Understand the shared responsibility model. AWS and other cloud providers make it clear that security is a shared responsibility. The cloud provider is responsible for ensuring the platform is always on, available, up-to-date, and so on, however, the customer is responsible for protecting applications and data on the public cloud. In most data breaches, the fault is on the customer―understand your responsibility.
Embrace the chaos. Deviation from your baseline―caused by internal errors, such as a misconfiguration, or external events, such as a DDoS attack―will happen. You need to identify weak points before they manifest to minimize damage. Increase your readiness by creating a security incident response runbook and establishing the governance, risk, and compliance models within which the environment operates. To do this, you must define roles and responsibilities, response mechanisms, and service level agreement (SLA) standards―and make sure partners are accountable for their parts.
Partner with the pros. Evaluate the security options: native public cloud security, DIY security, and point solutions all have their merits and flaws. Understand your internal limitations, and supplement where necessary. With the complexity, integrated systems, and tools required to even understand a diagnostic, every organization should budget professional services for architecture, implementation, configuration, tuning, and testing in the move to the cloud.
Don't fall into the trap of volume discount or consumer service plans. Consider your needs today and in the future to design a request for proposal (RFP) with support plans that fit your runbook and SLA requirements. Also, get quotes for more advanced options, such as web application data center switchover or full tunneling and the managed security operations center (SOC).

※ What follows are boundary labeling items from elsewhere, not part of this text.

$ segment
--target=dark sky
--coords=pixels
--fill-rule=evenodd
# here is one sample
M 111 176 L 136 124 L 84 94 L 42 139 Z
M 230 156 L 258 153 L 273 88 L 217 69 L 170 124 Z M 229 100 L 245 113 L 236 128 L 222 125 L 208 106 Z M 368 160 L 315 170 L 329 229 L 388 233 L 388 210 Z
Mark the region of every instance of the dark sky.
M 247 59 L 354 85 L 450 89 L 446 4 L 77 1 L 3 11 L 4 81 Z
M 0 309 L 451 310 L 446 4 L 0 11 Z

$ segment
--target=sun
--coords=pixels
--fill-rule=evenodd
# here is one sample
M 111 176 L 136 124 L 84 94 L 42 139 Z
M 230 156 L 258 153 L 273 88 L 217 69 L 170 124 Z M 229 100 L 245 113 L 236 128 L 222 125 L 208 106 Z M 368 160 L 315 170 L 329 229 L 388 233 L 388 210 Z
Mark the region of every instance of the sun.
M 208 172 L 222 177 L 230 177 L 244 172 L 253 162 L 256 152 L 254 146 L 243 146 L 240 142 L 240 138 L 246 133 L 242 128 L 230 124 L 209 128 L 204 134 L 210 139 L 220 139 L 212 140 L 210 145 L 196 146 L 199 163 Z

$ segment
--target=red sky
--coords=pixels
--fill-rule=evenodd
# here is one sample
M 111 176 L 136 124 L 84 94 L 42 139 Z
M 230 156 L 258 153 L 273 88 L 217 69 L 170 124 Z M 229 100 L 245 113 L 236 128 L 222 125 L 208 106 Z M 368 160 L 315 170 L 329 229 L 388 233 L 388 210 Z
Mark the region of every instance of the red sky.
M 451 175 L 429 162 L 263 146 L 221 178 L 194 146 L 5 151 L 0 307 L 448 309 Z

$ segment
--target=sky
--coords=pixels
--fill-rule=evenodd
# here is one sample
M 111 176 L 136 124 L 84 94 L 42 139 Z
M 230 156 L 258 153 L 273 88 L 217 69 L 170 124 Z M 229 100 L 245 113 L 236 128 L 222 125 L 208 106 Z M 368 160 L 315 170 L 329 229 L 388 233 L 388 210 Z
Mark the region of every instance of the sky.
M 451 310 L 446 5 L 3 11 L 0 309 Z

If you are pursuing a hybrid deployment model, understand what can be secured with cloud provider solutions, and what requires a platform-agnostic solution or additional security deployments to ensure consistent controls across your architecture. For example, the shared responsibility model has spawned a growing number of tools to help businesses secure the AWS environment. But even a pristine deployment cannot secure elements of your architecture that are hosted in your own data center or another cloud provider--do you have the resources to support or build these solutions?
When selecting a security partner, consider which responsibilities are best offloaded and look for a vendor with relevant experiences and customers. The right security partner can help you reduce risk and be more agile--and make sure professional services and managed security services, such as a managed SOC, are options for future needs or special projects. To support your evaluation, treat analyst reports as customer reviews.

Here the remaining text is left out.